Local computation of pagerank contributions

Abstract

Motivated by the problem of detecting link-spam, we consider the following graph-theoretic primitive: Given a webgraph G, a vertex v in G, and a parameter δ ϵ (0, 1), compute the set of all vertices that contribute to v at least a δ-fraction of v’s PageRank. We call this set the δ-contributing set of v. To this end, we define the contribution vector of v to be the vector whose entries measure the contributions of every vertex to the PageRank of v. A local algorithm is one that produces a solution by adaptively examining only a small portion of the input graph near a specified vertex. We give an efficient local algorithm that computes an ϵ-approximation of the contribution vector for a given vertex by adaptively examining O(1/ϵ) vertices.

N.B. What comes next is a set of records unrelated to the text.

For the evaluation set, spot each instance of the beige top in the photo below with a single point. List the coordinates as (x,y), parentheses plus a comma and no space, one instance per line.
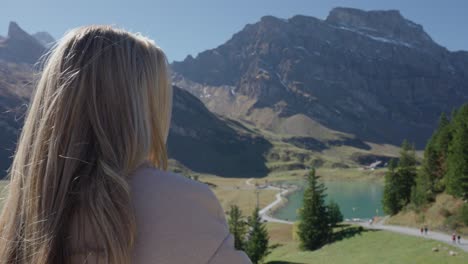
(179,221)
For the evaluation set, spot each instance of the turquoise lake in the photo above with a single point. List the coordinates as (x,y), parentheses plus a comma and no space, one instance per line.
(356,199)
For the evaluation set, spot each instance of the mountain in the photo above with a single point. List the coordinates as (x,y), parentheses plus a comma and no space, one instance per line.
(372,74)
(198,140)
(20,47)
(44,38)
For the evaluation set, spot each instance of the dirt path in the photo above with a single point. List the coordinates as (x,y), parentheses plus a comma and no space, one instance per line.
(445,238)
(264,213)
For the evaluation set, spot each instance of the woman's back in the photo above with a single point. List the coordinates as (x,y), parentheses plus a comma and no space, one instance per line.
(78,192)
(179,221)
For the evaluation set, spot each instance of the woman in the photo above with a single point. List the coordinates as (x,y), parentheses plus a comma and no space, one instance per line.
(86,184)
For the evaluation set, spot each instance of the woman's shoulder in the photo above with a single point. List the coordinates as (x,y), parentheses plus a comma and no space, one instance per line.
(178,220)
(162,189)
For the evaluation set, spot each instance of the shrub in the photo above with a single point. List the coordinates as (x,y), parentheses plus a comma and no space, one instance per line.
(464,214)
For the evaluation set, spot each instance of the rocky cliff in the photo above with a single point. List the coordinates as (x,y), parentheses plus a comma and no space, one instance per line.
(374,74)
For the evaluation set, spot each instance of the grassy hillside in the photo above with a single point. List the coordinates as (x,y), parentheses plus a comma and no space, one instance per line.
(361,247)
(441,215)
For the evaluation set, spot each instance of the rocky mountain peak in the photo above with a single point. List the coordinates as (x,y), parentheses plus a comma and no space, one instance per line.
(44,38)
(19,46)
(380,23)
(17,33)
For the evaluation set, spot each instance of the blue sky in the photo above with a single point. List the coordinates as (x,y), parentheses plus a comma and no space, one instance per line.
(191,26)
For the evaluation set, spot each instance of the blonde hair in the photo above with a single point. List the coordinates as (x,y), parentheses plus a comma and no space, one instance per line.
(101,109)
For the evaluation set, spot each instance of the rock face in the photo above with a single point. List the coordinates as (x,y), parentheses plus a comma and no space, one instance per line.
(198,139)
(44,38)
(373,74)
(20,47)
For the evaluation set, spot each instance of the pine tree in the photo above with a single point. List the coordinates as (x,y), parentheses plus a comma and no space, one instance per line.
(429,179)
(457,159)
(406,172)
(391,200)
(313,229)
(335,215)
(237,226)
(256,246)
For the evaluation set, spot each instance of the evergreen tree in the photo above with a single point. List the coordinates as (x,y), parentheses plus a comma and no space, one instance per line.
(421,192)
(429,180)
(391,200)
(406,173)
(237,226)
(313,229)
(457,159)
(335,215)
(256,246)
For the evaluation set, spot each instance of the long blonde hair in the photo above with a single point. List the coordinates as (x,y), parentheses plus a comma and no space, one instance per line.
(101,109)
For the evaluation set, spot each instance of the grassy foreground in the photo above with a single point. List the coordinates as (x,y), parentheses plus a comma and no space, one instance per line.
(368,246)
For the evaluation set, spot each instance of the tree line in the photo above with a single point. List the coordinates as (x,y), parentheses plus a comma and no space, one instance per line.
(250,234)
(444,168)
(315,225)
(316,219)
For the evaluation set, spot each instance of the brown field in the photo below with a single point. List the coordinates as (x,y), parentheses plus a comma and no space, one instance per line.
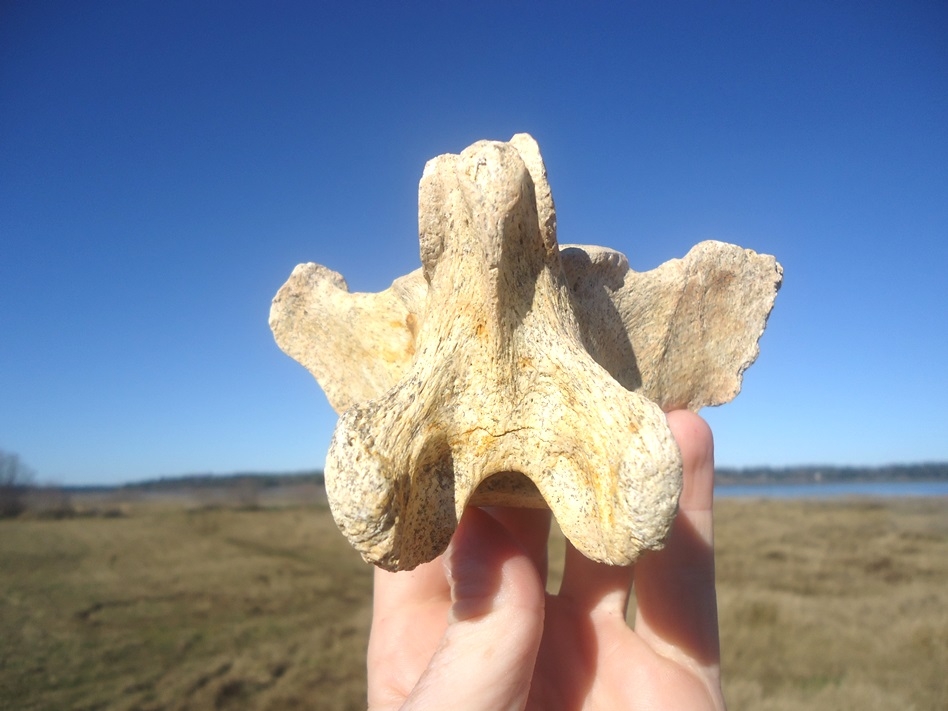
(823,606)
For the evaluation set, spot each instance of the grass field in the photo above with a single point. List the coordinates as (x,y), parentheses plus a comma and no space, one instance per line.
(823,605)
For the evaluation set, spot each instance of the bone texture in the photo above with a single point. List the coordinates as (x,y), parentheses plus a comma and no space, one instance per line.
(510,371)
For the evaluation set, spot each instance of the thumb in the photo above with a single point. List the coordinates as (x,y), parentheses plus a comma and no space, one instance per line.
(486,657)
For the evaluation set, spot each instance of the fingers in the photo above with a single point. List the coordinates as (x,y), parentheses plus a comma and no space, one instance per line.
(409,616)
(677,607)
(489,649)
(530,528)
(595,587)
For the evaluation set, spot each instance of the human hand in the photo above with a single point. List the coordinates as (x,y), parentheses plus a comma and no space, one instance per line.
(475,629)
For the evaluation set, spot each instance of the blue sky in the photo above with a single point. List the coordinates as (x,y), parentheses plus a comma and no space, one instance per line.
(164,166)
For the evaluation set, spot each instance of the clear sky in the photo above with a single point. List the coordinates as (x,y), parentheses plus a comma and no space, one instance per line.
(165,165)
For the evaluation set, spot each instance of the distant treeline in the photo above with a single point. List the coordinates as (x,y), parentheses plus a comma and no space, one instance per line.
(750,475)
(814,474)
(260,480)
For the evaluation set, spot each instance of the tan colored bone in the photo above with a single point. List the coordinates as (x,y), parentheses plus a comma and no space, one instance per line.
(508,371)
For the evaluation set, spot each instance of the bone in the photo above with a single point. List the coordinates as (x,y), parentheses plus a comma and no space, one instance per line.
(509,371)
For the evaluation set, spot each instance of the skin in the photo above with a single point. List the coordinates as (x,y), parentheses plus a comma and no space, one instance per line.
(475,628)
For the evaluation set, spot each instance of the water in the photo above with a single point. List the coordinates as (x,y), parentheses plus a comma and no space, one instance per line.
(877,489)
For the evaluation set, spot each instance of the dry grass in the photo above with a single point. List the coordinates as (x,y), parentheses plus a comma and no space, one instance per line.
(823,605)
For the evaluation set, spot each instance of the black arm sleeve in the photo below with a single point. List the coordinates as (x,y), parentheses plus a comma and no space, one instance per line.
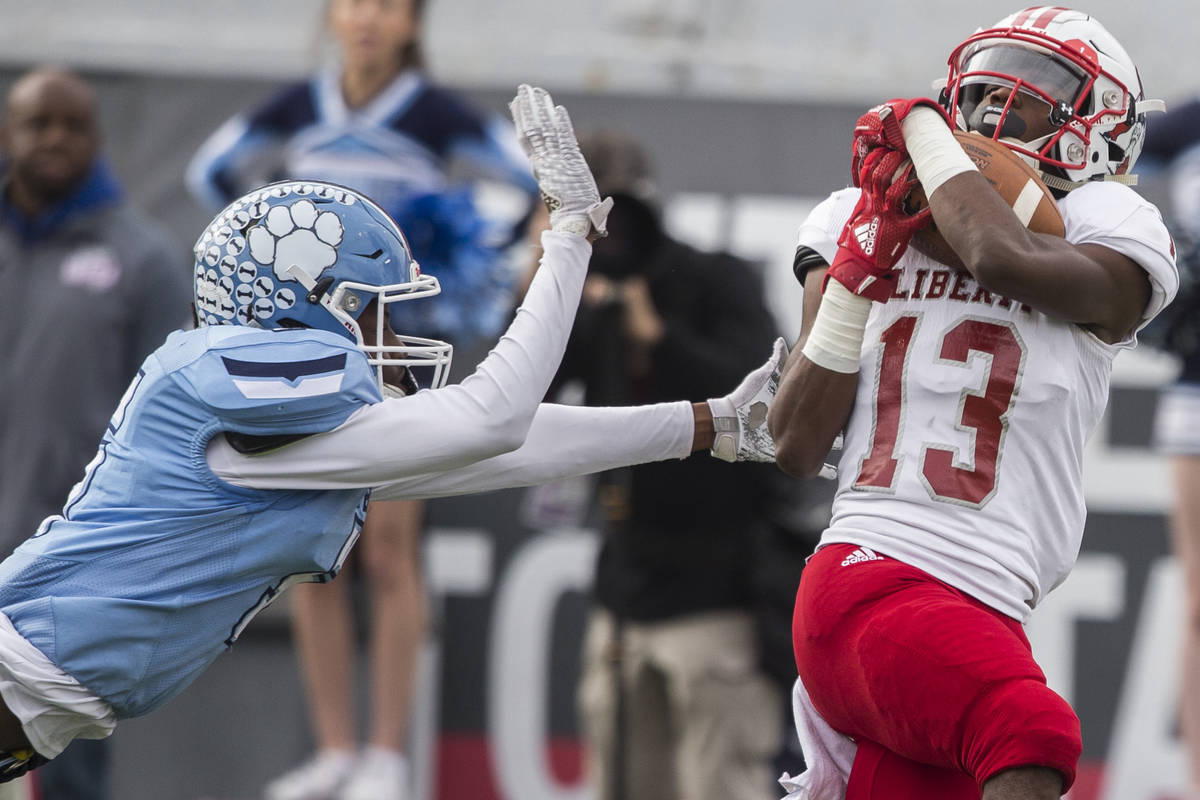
(807,259)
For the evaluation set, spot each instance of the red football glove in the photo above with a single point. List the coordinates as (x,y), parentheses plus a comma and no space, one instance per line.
(879,229)
(881,127)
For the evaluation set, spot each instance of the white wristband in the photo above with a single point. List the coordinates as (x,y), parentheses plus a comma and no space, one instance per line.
(835,341)
(935,152)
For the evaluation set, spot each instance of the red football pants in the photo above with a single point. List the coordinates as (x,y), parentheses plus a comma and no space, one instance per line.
(939,690)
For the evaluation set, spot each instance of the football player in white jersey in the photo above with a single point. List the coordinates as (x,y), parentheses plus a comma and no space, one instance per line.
(965,396)
(243,456)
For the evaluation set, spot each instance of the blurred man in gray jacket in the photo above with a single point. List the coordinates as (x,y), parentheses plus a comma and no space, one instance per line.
(90,286)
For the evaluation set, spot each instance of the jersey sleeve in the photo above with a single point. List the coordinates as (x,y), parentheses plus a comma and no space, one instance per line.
(1115,216)
(279,384)
(562,441)
(821,229)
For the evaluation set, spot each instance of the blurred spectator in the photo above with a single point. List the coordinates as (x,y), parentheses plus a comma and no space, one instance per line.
(91,286)
(1173,140)
(375,122)
(696,714)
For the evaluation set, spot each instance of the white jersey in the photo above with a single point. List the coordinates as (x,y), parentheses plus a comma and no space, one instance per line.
(964,452)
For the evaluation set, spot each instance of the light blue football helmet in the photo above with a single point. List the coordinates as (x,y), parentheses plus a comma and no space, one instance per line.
(313,254)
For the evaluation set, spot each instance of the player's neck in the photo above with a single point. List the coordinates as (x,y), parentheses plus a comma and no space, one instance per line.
(363,84)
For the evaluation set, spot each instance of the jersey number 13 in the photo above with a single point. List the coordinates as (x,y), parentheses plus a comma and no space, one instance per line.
(983,410)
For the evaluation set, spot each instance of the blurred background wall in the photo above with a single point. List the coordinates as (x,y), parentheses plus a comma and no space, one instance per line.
(745,109)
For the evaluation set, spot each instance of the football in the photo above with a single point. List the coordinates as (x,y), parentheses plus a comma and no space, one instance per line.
(1012,178)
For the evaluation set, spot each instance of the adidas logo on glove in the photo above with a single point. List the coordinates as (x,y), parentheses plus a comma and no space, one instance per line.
(862,554)
(865,235)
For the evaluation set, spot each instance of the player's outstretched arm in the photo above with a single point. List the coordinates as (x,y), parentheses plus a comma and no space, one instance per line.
(564,179)
(569,440)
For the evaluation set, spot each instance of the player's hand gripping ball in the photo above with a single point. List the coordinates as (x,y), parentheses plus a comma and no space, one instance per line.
(1012,178)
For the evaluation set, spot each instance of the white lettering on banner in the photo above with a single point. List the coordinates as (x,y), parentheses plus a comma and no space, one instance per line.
(1145,759)
(457,561)
(1095,591)
(545,567)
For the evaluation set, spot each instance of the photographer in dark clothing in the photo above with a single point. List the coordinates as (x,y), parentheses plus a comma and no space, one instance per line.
(675,587)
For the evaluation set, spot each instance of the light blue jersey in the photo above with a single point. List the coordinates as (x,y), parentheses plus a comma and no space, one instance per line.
(157,565)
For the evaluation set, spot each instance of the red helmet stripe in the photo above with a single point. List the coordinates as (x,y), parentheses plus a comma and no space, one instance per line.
(1021,18)
(1047,17)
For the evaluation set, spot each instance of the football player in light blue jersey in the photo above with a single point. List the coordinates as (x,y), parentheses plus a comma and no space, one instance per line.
(243,456)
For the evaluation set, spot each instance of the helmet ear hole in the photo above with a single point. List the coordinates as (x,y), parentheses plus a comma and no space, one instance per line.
(319,289)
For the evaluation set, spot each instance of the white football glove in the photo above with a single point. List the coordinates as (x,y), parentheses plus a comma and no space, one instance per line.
(739,419)
(563,175)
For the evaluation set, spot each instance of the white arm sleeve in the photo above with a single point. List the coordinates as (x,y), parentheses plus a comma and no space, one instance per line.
(487,414)
(563,440)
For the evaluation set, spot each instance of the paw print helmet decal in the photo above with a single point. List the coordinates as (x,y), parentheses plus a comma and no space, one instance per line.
(312,254)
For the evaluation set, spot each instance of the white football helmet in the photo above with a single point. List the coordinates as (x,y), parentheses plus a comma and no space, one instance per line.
(1068,60)
(313,254)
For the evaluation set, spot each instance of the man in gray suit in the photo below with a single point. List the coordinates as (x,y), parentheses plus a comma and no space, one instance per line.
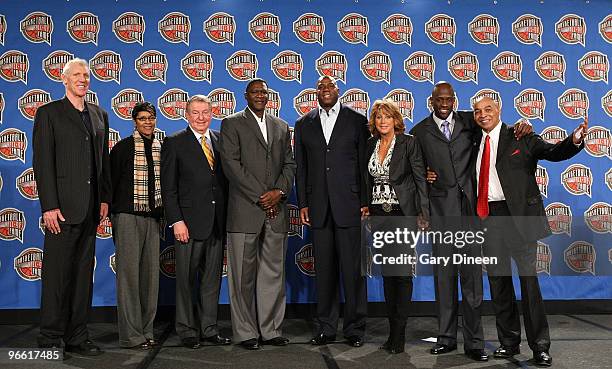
(258,161)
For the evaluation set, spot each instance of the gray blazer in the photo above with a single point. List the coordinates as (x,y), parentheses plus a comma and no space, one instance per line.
(253,167)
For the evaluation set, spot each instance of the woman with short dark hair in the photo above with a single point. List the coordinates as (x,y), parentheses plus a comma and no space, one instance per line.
(136,211)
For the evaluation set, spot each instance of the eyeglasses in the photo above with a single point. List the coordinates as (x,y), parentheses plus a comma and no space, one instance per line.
(144,119)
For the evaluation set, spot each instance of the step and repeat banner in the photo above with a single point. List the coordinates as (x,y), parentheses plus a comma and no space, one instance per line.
(544,61)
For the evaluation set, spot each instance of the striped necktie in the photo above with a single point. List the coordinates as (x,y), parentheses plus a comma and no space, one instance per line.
(208,152)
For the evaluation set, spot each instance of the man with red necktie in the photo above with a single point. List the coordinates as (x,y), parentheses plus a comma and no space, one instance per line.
(512,212)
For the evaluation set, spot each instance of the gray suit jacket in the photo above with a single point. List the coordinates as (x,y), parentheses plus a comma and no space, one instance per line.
(253,167)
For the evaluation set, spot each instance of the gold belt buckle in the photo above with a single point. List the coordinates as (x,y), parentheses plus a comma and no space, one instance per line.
(387,207)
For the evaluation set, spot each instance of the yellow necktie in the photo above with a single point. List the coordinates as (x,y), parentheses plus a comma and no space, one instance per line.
(208,153)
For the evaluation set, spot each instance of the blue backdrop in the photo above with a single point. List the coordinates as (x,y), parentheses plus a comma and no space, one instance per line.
(547,61)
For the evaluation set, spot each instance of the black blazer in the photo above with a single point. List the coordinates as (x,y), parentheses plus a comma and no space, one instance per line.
(406,174)
(516,164)
(191,191)
(452,193)
(335,173)
(62,152)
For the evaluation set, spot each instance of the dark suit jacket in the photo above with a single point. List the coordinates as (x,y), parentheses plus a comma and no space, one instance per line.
(253,167)
(452,193)
(191,191)
(332,174)
(516,165)
(406,174)
(62,152)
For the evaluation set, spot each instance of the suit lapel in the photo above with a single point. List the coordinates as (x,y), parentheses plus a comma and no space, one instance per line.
(252,123)
(337,125)
(433,128)
(458,127)
(505,138)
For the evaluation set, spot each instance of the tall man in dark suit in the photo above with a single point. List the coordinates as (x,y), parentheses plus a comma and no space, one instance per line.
(71,166)
(193,193)
(504,176)
(258,161)
(330,151)
(446,140)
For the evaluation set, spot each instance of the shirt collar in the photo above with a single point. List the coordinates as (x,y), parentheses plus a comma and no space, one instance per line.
(334,109)
(199,136)
(263,118)
(439,121)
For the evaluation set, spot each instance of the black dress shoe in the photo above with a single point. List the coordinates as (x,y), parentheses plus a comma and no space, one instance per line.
(355,341)
(276,341)
(86,348)
(505,352)
(477,354)
(542,358)
(440,348)
(218,340)
(322,339)
(191,342)
(250,344)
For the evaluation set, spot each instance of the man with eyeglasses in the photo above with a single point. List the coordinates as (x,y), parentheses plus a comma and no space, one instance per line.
(194,191)
(136,210)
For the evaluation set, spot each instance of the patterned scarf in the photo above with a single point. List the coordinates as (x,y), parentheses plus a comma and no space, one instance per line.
(141,174)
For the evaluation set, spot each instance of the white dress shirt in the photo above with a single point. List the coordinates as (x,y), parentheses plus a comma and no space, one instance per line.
(261,123)
(328,120)
(449,119)
(495,190)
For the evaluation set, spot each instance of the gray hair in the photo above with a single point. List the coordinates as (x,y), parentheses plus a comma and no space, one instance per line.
(73,62)
(198,98)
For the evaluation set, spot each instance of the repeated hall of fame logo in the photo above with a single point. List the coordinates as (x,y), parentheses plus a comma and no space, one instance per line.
(598,217)
(559,218)
(53,64)
(354,28)
(14,66)
(28,264)
(309,28)
(198,66)
(106,66)
(571,29)
(152,66)
(37,27)
(530,104)
(265,28)
(542,179)
(13,144)
(598,142)
(84,27)
(12,224)
(175,28)
(305,101)
(543,258)
(30,101)
(507,66)
(580,257)
(304,260)
(397,29)
(420,66)
(376,66)
(528,29)
(129,27)
(484,29)
(332,64)
(577,179)
(553,134)
(223,102)
(220,28)
(441,29)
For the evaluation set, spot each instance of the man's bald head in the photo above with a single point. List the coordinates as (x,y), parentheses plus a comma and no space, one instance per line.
(486,113)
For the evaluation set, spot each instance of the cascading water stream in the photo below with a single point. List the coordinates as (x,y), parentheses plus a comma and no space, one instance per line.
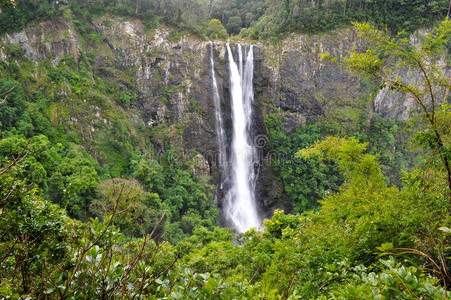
(220,134)
(240,207)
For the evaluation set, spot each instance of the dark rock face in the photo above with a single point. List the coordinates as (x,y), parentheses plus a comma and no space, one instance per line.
(174,86)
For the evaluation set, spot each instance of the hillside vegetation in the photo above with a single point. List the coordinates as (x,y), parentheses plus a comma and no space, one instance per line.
(102,214)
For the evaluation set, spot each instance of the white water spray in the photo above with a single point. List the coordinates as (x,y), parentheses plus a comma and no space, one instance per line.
(240,207)
(220,134)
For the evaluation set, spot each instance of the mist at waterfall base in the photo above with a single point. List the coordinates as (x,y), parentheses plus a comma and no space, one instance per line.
(239,204)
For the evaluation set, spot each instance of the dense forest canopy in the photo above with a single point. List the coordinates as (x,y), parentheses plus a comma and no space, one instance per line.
(101,214)
(257,19)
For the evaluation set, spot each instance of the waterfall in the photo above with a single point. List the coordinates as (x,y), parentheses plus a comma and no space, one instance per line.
(239,203)
(220,135)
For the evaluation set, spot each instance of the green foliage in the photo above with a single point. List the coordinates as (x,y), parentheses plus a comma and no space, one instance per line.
(393,281)
(216,30)
(305,180)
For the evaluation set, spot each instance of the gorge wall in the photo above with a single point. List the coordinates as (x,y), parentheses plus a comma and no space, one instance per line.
(171,78)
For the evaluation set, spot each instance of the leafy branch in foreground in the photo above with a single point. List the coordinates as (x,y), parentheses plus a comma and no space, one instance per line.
(386,55)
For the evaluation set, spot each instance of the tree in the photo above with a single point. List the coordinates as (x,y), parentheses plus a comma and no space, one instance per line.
(386,55)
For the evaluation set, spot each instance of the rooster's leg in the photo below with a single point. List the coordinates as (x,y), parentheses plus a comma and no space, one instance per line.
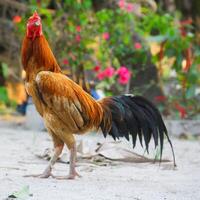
(72,170)
(54,158)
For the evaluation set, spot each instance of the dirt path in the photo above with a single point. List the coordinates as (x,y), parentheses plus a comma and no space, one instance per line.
(120,181)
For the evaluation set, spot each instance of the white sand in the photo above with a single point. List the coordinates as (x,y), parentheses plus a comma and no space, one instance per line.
(118,182)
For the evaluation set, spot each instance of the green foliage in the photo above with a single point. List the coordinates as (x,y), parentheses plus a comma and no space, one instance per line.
(107,38)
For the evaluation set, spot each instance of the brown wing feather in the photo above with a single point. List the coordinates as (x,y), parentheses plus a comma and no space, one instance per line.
(77,109)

Using this algorithm, we give a local approximation algorithm for the primitive defined above. Specifically, we give an algorithm that returns a set containing the δ-contributing set of v and at most O(1/δ) vertices from the δ/2-contributing set of v, and that does so by examining at most O(1/δ) vertices. We also give a local algorithm for solving the following problem: If there exist k vertices that contribute a ρ-fraction to the PageRank of v, find a set of k vertices that contribute at least a (ρ−ϵ)-fraction to the PageRank of v. In this case, we prove that our algorithm examines at most O(k/ϵ) vertices.